To provide quantitative evidence about the effect of the spatial scale in \(\beta \)-convergence analysis, we conduct numerical simulations with different spatial configurations of real countries: Germany, USA and Chile. The results in the simulation confirm the loss of efficiency caused by the aggregation of spatial data, some of which is due to differences in sample size, but the negative bias generated is also significant. One important implication derived from our results is that the estimation of \(\beta \)-convergence equations based on aggregated data should take into account that an important part of the information, related with intra-regional dynamics, could be missing.

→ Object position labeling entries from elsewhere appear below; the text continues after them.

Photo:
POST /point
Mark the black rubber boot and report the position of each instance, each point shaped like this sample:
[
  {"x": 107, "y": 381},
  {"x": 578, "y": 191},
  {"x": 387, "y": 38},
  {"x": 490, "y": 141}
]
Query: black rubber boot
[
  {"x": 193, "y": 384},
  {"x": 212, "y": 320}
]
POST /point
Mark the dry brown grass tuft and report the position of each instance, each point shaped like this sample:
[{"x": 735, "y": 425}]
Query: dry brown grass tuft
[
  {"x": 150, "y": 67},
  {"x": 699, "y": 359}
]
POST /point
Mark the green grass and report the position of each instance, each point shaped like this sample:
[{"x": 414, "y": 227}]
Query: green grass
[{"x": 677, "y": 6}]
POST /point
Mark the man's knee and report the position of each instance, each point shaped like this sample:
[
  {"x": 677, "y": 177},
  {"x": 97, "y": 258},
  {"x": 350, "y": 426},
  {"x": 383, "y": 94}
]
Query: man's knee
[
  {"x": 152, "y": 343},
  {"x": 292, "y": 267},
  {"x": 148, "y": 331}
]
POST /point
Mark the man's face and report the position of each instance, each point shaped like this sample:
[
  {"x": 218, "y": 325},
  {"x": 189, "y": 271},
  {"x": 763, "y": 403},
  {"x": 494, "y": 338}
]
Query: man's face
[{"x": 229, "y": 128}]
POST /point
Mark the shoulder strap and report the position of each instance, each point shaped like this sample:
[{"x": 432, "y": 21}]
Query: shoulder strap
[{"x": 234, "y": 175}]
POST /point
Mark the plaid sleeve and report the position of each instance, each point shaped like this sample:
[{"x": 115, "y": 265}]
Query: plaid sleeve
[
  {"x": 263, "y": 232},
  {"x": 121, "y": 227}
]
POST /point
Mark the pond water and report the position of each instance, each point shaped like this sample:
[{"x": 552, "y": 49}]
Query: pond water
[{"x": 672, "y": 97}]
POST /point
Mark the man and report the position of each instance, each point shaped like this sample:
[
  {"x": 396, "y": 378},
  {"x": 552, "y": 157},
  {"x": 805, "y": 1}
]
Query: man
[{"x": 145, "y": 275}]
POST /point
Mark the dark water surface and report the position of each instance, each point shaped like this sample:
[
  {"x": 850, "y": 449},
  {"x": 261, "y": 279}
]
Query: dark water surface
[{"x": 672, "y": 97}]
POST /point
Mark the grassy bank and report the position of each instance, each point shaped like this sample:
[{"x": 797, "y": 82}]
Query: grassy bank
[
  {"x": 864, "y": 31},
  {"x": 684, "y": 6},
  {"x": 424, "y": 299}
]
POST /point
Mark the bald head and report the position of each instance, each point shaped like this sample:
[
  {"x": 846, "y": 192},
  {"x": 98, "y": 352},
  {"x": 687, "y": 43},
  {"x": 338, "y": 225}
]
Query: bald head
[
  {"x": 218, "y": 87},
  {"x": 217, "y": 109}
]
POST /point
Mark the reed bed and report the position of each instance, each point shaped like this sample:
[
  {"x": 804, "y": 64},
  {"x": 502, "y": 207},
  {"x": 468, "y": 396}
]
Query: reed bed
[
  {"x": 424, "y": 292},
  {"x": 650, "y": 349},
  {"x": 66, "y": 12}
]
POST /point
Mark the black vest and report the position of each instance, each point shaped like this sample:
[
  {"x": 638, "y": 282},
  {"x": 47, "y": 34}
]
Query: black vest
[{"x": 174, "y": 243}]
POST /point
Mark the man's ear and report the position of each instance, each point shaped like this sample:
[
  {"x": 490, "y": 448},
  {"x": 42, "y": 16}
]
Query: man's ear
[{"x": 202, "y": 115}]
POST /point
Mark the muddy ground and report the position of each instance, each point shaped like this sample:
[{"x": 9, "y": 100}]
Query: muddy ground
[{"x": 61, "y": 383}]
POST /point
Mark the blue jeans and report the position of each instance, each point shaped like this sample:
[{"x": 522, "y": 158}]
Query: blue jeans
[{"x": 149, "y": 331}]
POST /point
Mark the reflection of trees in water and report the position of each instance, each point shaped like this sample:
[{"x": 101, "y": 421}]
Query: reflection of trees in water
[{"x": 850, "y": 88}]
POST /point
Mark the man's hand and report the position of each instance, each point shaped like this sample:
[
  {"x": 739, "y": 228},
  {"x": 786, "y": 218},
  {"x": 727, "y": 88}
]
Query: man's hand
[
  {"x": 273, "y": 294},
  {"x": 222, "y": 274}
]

Our results, however, do not necessarily indicate that estimates of \(\beta \)-convergence equations with aggregated data are misleading or not useful: in some situations the availability of spatially disaggregated data is very limited and some type of aggregation is required. In addition, in economies where aggregate regions are characterized by low levels of intraregional heterogeneity, aggregation of spatial data could be not a real issue when dealing with convergence analysis. Our results, however, suggest that the spatial scale on which data are taken for estimating \(\beta \)-convergence equations should be carefully defined, since this specification can be partially affecting the conclusions of the analysis.

Our analysis opens the discussion about the suitability of econometric techniques that are not affected by MAUP problems. In this regard, multilevel estimation (see, among others, Goldstein 1986, 2011, Hox et al. 2010), which allow for using data at different scales is particularly interesting if we want to identify different spatial scales of convergence avoiding the potential bias derived from the data aggregation.

Finally, there are relevant issues not studied here that would require further research. For instance, this paper studied the MAUP effect on a simple OLS estimator with cross-sectional data. The proliferation of time series with regional data has made possible, however, applying estimators based on a structure of panel data. The consequences of spatial aggregation in the context of estimators applied to dynamic panels are an important issue that should be included in the research agenda on the estimation of \(\beta \)-convergence equations.